Following confusion amid the UK’s new nationwide coronavirus lockdown, which came into effect at midnight last night, November 5, the government’s Department for Digital, Culture, Media and Sport (DCMS) has shared new guidelines and answered key questions about the events.
In one series of tweets Published earlier this week, UK DCMS Secretary of State Oliver Dowden confirmed that arts venues are workplaces and will remain open during the lockdown. He also confirmed that it would include rehearsals and performances, although audiences are not permitted. This means that live-streamed events could also take place under the new rules.
Speaking of the announcement via NMEManaging Director of UK Music, Jamie Njoku-Goodwin, said: “This is hugely welcome news and an important vote of confidence from the Government in the UK music industry and our world-renowned recording studios. I am delighted that Ministers have acknowledged the huge amount of work that has gone into strict measures to ensure our studios are Covid safe environments where work can and should continue.

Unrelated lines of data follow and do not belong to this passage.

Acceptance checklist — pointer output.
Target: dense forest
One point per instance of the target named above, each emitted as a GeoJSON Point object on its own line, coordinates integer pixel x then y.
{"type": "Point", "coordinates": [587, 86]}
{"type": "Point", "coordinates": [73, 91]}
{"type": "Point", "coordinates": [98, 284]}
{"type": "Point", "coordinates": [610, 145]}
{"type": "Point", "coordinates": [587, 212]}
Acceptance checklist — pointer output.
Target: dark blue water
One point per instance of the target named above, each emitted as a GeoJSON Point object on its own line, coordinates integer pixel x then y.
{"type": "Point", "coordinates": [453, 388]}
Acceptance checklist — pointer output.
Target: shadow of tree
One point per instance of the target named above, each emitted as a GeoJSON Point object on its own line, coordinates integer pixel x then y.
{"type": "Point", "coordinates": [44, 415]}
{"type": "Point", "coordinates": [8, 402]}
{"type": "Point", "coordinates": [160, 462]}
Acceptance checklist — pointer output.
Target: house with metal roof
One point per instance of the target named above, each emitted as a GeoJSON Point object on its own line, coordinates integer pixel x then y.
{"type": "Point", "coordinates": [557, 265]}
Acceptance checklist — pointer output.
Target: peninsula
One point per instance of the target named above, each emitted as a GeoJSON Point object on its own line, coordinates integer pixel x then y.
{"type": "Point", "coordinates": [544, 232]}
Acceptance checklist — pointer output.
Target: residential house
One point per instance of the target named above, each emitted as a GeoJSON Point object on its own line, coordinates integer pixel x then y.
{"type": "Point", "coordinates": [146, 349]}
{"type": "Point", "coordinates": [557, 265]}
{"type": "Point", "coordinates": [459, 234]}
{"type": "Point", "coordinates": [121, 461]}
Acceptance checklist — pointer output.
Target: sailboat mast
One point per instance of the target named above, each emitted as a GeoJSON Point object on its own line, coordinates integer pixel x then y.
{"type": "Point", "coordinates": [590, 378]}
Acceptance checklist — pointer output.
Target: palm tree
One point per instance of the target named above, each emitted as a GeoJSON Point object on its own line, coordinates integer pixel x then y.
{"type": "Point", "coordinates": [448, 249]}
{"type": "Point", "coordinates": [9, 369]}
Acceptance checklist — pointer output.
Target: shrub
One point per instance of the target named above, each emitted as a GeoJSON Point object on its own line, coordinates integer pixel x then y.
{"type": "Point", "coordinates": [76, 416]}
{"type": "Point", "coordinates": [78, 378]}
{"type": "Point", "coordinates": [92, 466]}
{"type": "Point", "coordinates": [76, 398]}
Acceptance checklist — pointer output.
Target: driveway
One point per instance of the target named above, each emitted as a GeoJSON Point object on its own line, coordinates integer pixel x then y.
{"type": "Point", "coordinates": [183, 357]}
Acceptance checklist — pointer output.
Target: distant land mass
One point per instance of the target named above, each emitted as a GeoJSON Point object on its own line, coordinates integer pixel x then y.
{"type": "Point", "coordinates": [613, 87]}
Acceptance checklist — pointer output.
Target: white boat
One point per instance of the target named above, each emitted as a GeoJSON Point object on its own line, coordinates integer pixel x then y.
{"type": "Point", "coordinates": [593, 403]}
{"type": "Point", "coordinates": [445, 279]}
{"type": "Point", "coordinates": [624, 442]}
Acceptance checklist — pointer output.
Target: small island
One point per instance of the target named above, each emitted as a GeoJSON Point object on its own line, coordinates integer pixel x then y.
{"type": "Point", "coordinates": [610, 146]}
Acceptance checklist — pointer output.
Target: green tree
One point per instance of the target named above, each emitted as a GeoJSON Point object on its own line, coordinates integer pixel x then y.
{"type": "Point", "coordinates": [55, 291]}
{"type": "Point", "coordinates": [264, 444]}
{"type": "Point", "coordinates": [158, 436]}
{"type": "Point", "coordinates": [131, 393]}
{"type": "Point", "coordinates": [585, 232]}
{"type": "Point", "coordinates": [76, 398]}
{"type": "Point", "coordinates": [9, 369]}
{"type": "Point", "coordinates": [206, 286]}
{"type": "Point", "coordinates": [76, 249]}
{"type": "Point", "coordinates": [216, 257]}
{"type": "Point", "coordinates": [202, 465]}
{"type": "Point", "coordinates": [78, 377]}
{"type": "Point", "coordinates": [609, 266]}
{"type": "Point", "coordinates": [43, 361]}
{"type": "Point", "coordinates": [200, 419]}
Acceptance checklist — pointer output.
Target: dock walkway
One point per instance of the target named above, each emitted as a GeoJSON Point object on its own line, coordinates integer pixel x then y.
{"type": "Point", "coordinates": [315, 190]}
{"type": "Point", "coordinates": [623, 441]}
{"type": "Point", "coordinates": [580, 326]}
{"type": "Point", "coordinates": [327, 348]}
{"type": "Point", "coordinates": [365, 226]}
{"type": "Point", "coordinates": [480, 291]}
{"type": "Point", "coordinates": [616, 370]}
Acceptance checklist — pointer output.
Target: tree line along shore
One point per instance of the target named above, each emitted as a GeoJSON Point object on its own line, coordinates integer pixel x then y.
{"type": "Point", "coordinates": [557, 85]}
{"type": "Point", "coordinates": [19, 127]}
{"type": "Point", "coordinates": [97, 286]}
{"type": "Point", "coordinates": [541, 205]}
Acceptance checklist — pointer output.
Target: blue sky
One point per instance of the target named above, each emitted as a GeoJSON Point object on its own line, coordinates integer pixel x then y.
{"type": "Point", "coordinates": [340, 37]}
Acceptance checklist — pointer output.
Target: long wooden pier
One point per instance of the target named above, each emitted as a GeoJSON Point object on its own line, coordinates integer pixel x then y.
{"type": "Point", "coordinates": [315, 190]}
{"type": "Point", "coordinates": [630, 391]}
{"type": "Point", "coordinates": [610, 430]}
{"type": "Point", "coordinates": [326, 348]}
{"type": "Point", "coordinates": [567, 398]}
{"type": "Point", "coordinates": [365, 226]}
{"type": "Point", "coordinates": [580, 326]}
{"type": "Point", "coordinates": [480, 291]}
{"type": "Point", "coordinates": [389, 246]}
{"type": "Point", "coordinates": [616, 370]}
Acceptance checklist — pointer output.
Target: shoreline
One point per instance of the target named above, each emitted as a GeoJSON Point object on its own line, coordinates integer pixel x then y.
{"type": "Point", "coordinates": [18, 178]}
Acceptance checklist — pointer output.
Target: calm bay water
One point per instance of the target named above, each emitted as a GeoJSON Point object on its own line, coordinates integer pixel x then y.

“Studios are a key part of the UK music industry ecosystem which contributes £5.2bn a year to the economy and employs 190,000 people. We are committed to continuing to work with the government to keep the music industry as open as possible as we work to get the entire industry back on its feet. »
Following the IPrime Minister’s initial lockdown announcement in October, the Music Producers Guild said that “it was clear that work in recording studios and production rooms that cannot be done from home can continue under our government-approved COVID secure guidelines.”
Earlier this week, the UK government announced it would increase subsidies for the self-employed from 40% to 80% of their earnings to reflect the recent extension of the furlough scheme. The news comes after a cut in self-employment grants to just 20% was announced in September, which the government has temporarily reversed. Chancellor Rishi Sunak previously increased the grant from 20% to 40% on October 22. This means that the self-employment grant payments covering the months of November to January will be 55% of the average self-employed monthly earnings, up to a maximum of £5,160.